Artikel
Single-cell phosphosite signatures for precision medicine in SLE
Suche in Medline nach
Autoren
-
Marie Burns
- Deutsches Rheuma-Forschungszentrum Berlin, Immune Monitoring & Mass Cytometry, Berlin
-
Robert Biesen
- Charité Universitätsmedizin Berlin, Department of Rheumatology and Clinical Immunology, Berlin
-
Lennard Ostendorf
- Charité Universitätsmedizin Berlin, Department of Rheumatology and Clinical Immunology, Berlin
-
Tobias Alexander
- Charité Universitätsmedizin Berlin, Department of Rheumatology and Clinical Immunology, Berlin
-
Henrik Mei
- Deutsches Rheuma-Forschungszentrum Berlin, Immune Monitoring & Mass Cytometry, Berlin
-
Andreas Grützkau
- Deutsches Rheuma-Forschungszentrum Berlin, Immune Monitoring & Mass Cytometry, Berlin
| Veröffentlicht: | 31. August 2022 |
|---|
Gliederung
Text
Providing personalized treatments is a major challenge in the management of rheumatic diseases. Here, we investigated ex vivo phosphorylation states of blood immune cell signal transduction proteins as new biomarkers for disease progression and therapy response.
Mass cytometry was used to determine the blood immune cell fingerprint of 20 SLE patients with active disease (mean SLEDAI-2K, 8.5) and 20 age- and gender-matched controls, based on the expression of 28 cell-surface and 12 phospho-protein markers. Four patients were monitored under treatment with the JAK-inhibitor baricitinib over time. Immune cell signaling states were analyzed ex vivo, without re-stimulation.
Immune cell profiles of SLE patients were characterized by an average ~2-fold decrease in total lymphocytes, monocytes, dendritic cells and natural killer cells. By contrast, HLA-DR+ CD38+ T cells and plasmablasts (PB) were increased (3- and 2-fold, respectively). On levels of signal transducer phosphorylation, the strongest alterations were detected in the family of STAT proteins. Consistent with an activation by type I interferon, SLE patients showed increased phosphorylation of STAT1,3 and 5, with the strongest changes in memory T cells and PB (up to 4-fold). Although pSTAT1 signal intensities in innate and adaptive immune cell populations were positively correlated with anti-dsDNA autoantibody titers and associated with the number of anti-nuclear antibodies, no correlation was observed with SLEDAI-2K or monocytic SIGLEC-1 expression. Interestingly, native phosphorylation levels of STAT proteins allowed a more stringent classification of SLE patients and controls in multidimensional scaling analyses than changes in cell frequencies only.

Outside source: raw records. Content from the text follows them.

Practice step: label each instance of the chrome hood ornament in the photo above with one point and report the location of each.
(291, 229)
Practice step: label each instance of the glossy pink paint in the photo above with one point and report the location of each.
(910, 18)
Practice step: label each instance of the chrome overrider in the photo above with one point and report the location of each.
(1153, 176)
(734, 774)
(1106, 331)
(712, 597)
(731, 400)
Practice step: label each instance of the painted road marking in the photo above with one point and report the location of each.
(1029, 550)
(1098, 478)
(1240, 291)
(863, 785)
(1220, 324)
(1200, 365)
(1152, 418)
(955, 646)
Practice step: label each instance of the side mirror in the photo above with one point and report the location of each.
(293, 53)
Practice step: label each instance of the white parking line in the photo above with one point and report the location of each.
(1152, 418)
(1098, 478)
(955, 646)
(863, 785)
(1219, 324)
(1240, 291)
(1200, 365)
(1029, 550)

Consistent with the successful inhibition of JAK signaling by baricitinib, clinical improvement of patients was paralleled by decreased STAT phosphorylation in CD4+ and CD8+ T cells and monocytes. One patient with improvement of skin manifestations after treatment with JAK inhibitor baricitinib was distinguished by high levels of pSTAT3 in monocytes and T cells at baseline.
In summary, single immune cell phosphorylation readouts reflect imprints of inflammation and immunological activity in SLE patients. This approach promises the discovery of new biomarkers for disease and therapy stratification in SLE and other rheumatic diseases to promote precision medicine in rheumatology.